Sector Snapshot: Mining
Sectors Impacted Upstream: Equipment manufacturers, energy, and transportation
Sectors Impacted Downstream: Metals, green energy, heavy industry, construction, and electronics
A decoupling with China would result in a supply shock in commodities that China imports, extracts, and refines. In the long term, higher prices and opportunities to expand domestic and African operations may arise.
Short-Term Impact: Moderately Adverse
- Companies that are engaged in joint ventures with Chinese firms will have to navigate a narrow path to avoid the legal consequences of sanctions and the economic consequences of divestment.
- A rapid decoupling would result in an immediate, extreme supply shock in commodities that China extracts and refines. China’s market dominance in rare earths mining and processing cannot be quickly substituted.
- China is the world’s largest producer of more than 20 different metals and minerals, including zinc, gold, aluminum, lead, and most significantly, rare earths.
- Companies engaged in the mining of cobalt and lithium would likely see sustained price increases for those elements. The price increase for inputs such as mining equipment from China would not match or negate the increase in revenue from lost Chinese competition.
- Firms with logistical or other services that could be offered to mining companies in Central and East Africa may be able to capitalize on the increased access Western companies may gain to important mineral deposits concentrated in these areas.

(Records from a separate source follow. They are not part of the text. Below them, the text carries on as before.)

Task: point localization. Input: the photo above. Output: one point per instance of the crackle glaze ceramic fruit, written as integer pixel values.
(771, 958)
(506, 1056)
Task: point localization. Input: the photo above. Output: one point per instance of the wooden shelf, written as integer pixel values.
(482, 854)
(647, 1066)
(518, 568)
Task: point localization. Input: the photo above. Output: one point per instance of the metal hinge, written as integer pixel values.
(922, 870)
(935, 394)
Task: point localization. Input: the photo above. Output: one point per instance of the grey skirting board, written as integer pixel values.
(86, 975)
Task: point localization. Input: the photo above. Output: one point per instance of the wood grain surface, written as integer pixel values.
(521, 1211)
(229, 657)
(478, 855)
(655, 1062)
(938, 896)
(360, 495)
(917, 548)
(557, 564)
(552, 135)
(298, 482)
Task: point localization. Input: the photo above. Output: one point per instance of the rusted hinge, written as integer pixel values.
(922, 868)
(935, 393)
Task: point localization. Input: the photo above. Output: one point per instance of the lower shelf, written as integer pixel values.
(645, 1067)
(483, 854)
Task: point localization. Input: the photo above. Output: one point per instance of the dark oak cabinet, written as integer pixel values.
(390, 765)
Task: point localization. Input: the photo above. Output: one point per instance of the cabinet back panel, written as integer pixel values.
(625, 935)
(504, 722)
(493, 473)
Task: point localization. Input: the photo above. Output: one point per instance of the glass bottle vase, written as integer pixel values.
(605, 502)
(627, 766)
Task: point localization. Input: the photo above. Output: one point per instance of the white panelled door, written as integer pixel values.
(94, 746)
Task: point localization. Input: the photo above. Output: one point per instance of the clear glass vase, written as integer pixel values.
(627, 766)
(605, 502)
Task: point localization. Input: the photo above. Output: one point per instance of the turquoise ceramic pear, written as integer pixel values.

- Companies engaged in the production or sale of consumer electronics, batteries (including electric vehicles) and green energy generation will be hurt in the short term by the decreased supply of precursor components and materials.
- China conducts roughly 63% of all rare earth mining, 85% of rare earth processing, and 92% of rare earth magnet production.
- Rare earths and their derivatives are critical in the production of semiconductors, small magnets, and other necessary components for batteries, smartphones, electronic controllers, communications equipment, etc.
- China manufactures 80% of the world’s solar PVs.
Medium to Long-Term Impact: Neutral
- Chinese capital and logistical constraints and challenges may open the door for Western companies to expand in the African market.
- This shock could result in Western governments loosening environmental regulations to allow for more domestic mining operations.
- Opportunities exist for companies to capitalize on potential Chinese exits from certain competitive metal markets.
- Decoupling could create sticky higher prices for rare earth metals.
- The current affordability of these minerals and their downstream products rests on an effort by the Chinese state to capture the market. Prices will approach a new higher equilibrium in a decoupled environment.
- Commodities like copper, zinc, and nickel will see price fluctuations, as both supply and demand dynamics will be altered.
- The new equilibrium price for these metals will depend largely on future trade, regulatory and environmental policy responses, and China’s ability to evade sanctions.
Businesses that could be directly or indirectly impacted by a Taiwan Strait Crisis should walk through the “what-if,” and explore the various scenarios — including the worst-case — that could arise. Now is the time for organizing tabletop exercises with key stakeholders and established vendors across the organization.
It's essential to develop business continuity plans ahead of time to bolster operational resilience, as well as emergency response plans. Having a robust plan in place that has been effectively communicated to your workforce will ensure your organization is able to pivot and dampen the impacts of what could be the next major geopolitical shock.